Babamın Cenazesi

Biz en son ne zaman biz olmuştuk babamla? En son ne zaman birlikte yürümüştük bu yolu ya da herhangi bir yolu? Ne zaman birlikte gülmüştük hatırlamıyorum. Kafamda bu ve bunun gibi bir soru vardı.

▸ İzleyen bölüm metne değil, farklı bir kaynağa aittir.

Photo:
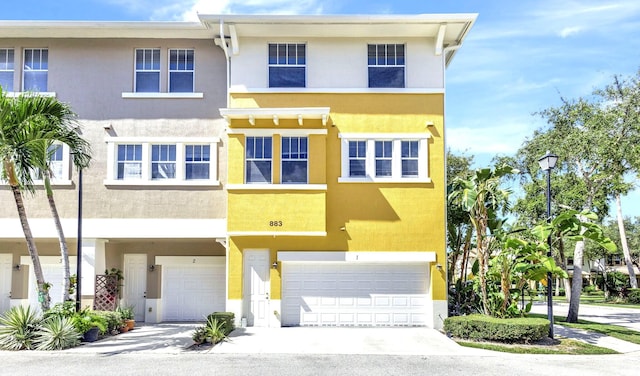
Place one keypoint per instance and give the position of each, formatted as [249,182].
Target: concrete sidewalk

Sigara yakmak için dışarı çıktığımda kafamın içindeki her bir sesi duyup cevaplamaya, bazı anları anımsamaya çalışıyordum. Zihnim o kadar doluydu ki hareketlerim tamamen otomatikleşmiş ne yaptığımın farkında değildim. O keskin soğuğu yediğimde gelen ürpertiyle fark ettim çakmağımı yanıma almadığımı. İçeri girmeye de üşendim, şimdi yanlış anlamayın hareketsiz biri değilim normalde; sorgulayan, acıyan, kendini beğenmiş ve kibirli, biraz da merhametli türlü türlü duyguları içinde barındıran o bakışları üzerimde hissetmek istemiyordum sadece. Bilirsiniz cenaze evi klişeleri, hüzünler paylaştıkça azalırdı ya hani o yüzden bir sürü insan vardı içerde. Çok ilginç, bu ilk hüzünlü oluşumuz değildi oysa, bilmem kaç tanesini ayakta atlattık. 

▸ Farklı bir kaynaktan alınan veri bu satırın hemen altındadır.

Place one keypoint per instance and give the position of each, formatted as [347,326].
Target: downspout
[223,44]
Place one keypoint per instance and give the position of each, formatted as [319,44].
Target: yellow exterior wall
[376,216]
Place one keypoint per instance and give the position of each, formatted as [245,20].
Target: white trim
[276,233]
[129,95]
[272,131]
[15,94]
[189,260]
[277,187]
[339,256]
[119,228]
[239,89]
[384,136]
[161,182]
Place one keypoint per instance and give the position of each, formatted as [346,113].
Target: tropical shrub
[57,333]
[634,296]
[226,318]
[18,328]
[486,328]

Tanımadığım onca insan bana anlamsız gelen zibilyon tane bakış. En iyisi mi yoldan devam ettim, yeni bir çakmak almak daha iyi bir fikirdi. Zaten çakmak dediğin hep kaybolur. Sokağın başına doğru ilerlerken babamın kırk yıl benimse yirmi beş yıl geçirdiğim bu sokağı düşündüm. Sahi biz bu yolu onunla birlikte kaç kere yürüdük? Kaç kere aynı vakitte çıktık evden? Birlikte yaşadığımız bu evde kaç tane acımız var acaba?

Yol bunların hepsini düşünecek kadar uzun değildi elbette ama beyin böyle zamanlarda maksimum performansını göstermeye nedense bayılır ancak işe yaraması gerektiği yerde birden duruverir; mesela bakkala vardığımda üzerimde hiç para olmadığını elimi cebime atana kadar fark etmedim. Beyin kardeş de sağ olsun yormadı bu konuda kendini. Neyse ki bakkal Haluk abi de beni yirmi beş yıl, babamı kırk yıldır tanıyor da ses etmedi. Oysa durum farklı olsa, yani babam şu an hayatta olsa niye sigara içtiğimi, gençliğimi harcamamam gerektiğini söylerdi ama o da bugün bana acıdı herhalde ve sadece şefkatle başını sallamakla yetindi. Sorun değil sonra getirirsin dercesine anlam dolu bir bakış. Sonra birden Haluk abinin babasını düşündüm. Oğlunun aksine huysuz, suratsız ihtiyarın tekiydi. Onu görünce içeri giresim gelmezdi yine de Haluk abinin hatrı büyük, saygısızlık etmedim hiçbir zaman zaten babam da böyle öğretmişti; büyüklere saygısızlık yapılmaz. Böylesi bir adamdan Haluk abi nasıl olmuştu anlamıyordum doğrusu. Acaba biz de böyle miydik babamla? Acaba nasıl düşünüyordu insanlar, bilmenin bir yolu var mıydı? 

Neyse boşverelim insanları, babam ne düşünürdü acaba? Gurur kaynağı mıydım onun için yoksa hayal kırıklığı mı? Onun kızı mıydım acaba yoksa alakam yok muydu hiç ya da kızların babalarıyla alakaları yoktur belki sadece annelerine benzeyebilirler. Bilemiyorum şimdi babam hiçbir zaman açık etmedi görüşlerini, boşlukları hep kendim tamamladım.